One person described their meal from the weekend, noting that it was a spiced chicken dish with short rice grains and unleavened bread. “If only there was an easier description for my meal,” he joked.
Others questioned whether anyone actually thinks of colonialism when they order a curry, and one person said surely it would be easier to just cancel “clowns like Chaheti Bansal” instead of the name for saucy Indian dishes.
“This woke madness is just getting plain ridiculous,” another said, while others wondered what was going through the vlogger’s head when she decided to tell people to cancel “curry.”

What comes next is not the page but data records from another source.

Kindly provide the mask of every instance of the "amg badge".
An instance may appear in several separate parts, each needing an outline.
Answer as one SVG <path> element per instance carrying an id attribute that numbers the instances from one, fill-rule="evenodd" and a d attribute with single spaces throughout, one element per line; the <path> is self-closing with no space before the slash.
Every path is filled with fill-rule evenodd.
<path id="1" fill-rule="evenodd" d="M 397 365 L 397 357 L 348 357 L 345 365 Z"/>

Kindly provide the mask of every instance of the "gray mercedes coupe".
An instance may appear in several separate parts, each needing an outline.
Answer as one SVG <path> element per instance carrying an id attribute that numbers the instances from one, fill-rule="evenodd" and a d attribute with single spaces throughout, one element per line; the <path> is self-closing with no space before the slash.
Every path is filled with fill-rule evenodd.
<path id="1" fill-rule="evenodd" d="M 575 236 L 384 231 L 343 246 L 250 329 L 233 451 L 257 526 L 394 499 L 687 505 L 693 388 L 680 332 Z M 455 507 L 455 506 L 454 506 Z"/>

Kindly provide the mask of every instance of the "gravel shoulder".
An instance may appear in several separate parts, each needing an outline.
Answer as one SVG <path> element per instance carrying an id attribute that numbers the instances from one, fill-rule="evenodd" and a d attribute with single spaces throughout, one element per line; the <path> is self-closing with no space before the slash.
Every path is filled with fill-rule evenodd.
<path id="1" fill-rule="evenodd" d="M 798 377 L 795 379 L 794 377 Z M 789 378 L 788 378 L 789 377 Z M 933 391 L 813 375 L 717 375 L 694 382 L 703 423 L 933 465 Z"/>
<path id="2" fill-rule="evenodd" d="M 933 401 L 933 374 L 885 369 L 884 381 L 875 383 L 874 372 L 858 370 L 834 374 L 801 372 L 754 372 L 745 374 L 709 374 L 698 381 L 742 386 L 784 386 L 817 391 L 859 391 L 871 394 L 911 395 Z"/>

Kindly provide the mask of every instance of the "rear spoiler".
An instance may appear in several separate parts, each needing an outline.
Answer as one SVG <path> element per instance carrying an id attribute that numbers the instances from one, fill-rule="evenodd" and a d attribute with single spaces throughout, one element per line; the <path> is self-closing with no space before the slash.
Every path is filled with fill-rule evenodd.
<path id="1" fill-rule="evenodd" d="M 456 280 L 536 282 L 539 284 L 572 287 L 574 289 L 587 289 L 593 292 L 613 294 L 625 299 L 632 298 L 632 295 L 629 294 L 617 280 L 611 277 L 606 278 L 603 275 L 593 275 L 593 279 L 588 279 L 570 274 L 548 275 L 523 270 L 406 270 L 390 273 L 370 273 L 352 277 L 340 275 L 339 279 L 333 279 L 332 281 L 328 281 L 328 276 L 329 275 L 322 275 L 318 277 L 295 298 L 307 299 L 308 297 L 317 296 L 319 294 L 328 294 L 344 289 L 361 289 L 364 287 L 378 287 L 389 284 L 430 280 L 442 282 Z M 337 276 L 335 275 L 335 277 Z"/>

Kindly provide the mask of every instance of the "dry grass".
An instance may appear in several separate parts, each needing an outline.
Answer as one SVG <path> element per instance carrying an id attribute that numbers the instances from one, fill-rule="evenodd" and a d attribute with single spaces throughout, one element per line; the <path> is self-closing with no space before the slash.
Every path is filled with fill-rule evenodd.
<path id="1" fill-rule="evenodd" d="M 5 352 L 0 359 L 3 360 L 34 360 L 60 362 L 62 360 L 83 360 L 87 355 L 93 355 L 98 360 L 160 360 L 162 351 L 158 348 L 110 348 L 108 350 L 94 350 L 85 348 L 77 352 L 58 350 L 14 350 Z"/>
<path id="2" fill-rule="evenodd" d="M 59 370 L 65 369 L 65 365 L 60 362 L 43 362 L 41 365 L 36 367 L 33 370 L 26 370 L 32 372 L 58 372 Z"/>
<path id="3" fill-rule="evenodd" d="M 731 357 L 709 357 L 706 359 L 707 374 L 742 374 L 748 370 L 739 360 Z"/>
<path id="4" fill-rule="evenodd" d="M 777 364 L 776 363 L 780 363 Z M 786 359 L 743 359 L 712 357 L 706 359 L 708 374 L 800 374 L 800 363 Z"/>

One person said that curry was the perfect word as the dish is 100% British. “There are ‘Indian’ styles of cooking which ONLY exist and were developed – by South Asians – in the UK,” he noted, referring to dishes such as the Tikka Masala, Vindaloo, Madras and Bhuna, all of which are believed to have been created in British curry houses.
Bansal also claimed that the word curry does not exist in any South Asian language. However, this was widely disputed on Twitter, with many attributing the origin to the Tamil word “kari,” while one said that “‘Turry’ in Punjabi means gravy & curry obviously evolved from this word. Nothing racist in evolving words!”
Several historians have also noted the word “kari” as being the origin of the word curry. It can be used to mean both “blackened” and “side dish.”